The team met the first goal by preparing all the individual species accounts as individual documents. This stage wrapped all the illustrations, tables, maps, and images with the author’s text. After that, they went to the typesetter for layout in print form. Then the team reviewed and edited the entire collection through a multistage phase. They reviewed each portion and checked it for accuracy, grammar, and that all component parts told a consistent and correct story.

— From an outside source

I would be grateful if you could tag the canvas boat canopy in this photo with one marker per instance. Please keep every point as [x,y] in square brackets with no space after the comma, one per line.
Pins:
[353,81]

Once the team approved the contents of all the pieces, they made the changes, and the editors performed one final review. The typesetter received the files back for clean-up and final formatting. Once everyone approved the individual documents, they assembled them into a single final document and combined it with the indexes, table of contents, introductions, acknowledgements, credits, and book covers.
After many years of work, the typesetter now has the final revisions for the San Diego County Mammal Atlas, and the printer will receive them soon. The printer, which is locally based (Sunbelt Publications) in El Cajon, will print a sample book. They will outsource the bulk of the printing to another company. All that awaits is to turn all the hard work into the book we’ve all been waiting so long for.